OBJECTIVE SYSTEMS SLA a. Processing payments from customers Website Portal 1 minute b. Hosting a website to receive customer orders Website Portal, Inventory 5 minutes c. Ship products to customers Order System, Customer Database 24 hours
In the example provided, our BCP has identified the systems supporting each of the business objectives, plus the SLA times. The goal for completing the BCP is to identify actions taken to continue providing the SLAs listed. In the example, Processing payments from customers with a 1 minute SLA, the BCP would document actions taken by systems and personnel, along with procedures for keeping the 1 minute SLA. BCP examples may include actions such as routing the customer’s transaction to a second SaaS solution hosted with a different cloud service provider. For the example of Ship products to customers within 24 hours, the BCP may include redundant Order Systems and Customer Databases to maintain the 24 hour SLA. Procedures defined within the BCP could also include actions the SMB staff will take to transition from primary to backup systems, escalation procedures, documentation requirements, and customer notification procedures.
Similar to BIA schedules, BCP reviews along with documentation updates and exercises, are critical to ensuring that business operations remain aligned with business objective requirements. Annual BCP reviews are an ideal starting point along with annual BCP exercises reviewing BCP procedures.

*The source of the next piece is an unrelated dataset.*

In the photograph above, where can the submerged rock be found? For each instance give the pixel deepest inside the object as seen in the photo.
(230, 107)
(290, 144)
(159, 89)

III. Completing the DRP One critical output of a BCP is the Disaster Recover Plan (DRP). A DRP is activated when the BCP time has expired and the business has decided to transition from continuity procedures to recovery procedures. This scenario is typically encountered when an emergency or critical event has occurred that has caused significant interruption for the business to achieve its objectives. Within the DRP documentation are two new metrics for guiding DRP activities. Both are applicable to the business objectives, systems, and procedures. Recovery Point Objective (RPO) measures the amount of acceptable data to the business. For example, a business that has its website information backed up every 12 hours indicates that the business has an RPO up to 6 hours. Since the most recent can restore data up to 6 hours ago, there is a potential that any website changes from 1 minute after the backup up to 6 hours ago could be lost. Recovery Time Objectives signify the amount of time it takes to restore systems to their Normal Operations state. One example would be an RPO of 8 hours indicating that it would take up to 8 hours for services to be restored. An update to our BCP could look like the following graph:
OBJECTIVE SYSTEMS SLA RPO RTO a. Processing payments from customers Website Portal 1 minute 15 minutes 1 hour b. Hosting a website to receive customer orders Website Portal, Inventory 5 minutes 24 hours 2 hours c. Ship products to customers Order System, Customer Database 24 hours 1 hour 1 hour
Just like the BCP, the DRP will include procedures, roles, and systems relevant to the business objectives. Unlike BCP though, a DRP plan can include different environment types such as a cold site, warm site, and a hot-hot site. A cold site represents a location where business processes can be recovered to after updates and setup take place. A cold site requires the most amount of time to prepare for DRP events. A warm site is a site that has infrastructure and software ready for DRP events, but lacks all of the required components for activating DRP procedures. A hot-hot site is a fully active and replicated site where DRP events are transitioned rapidly.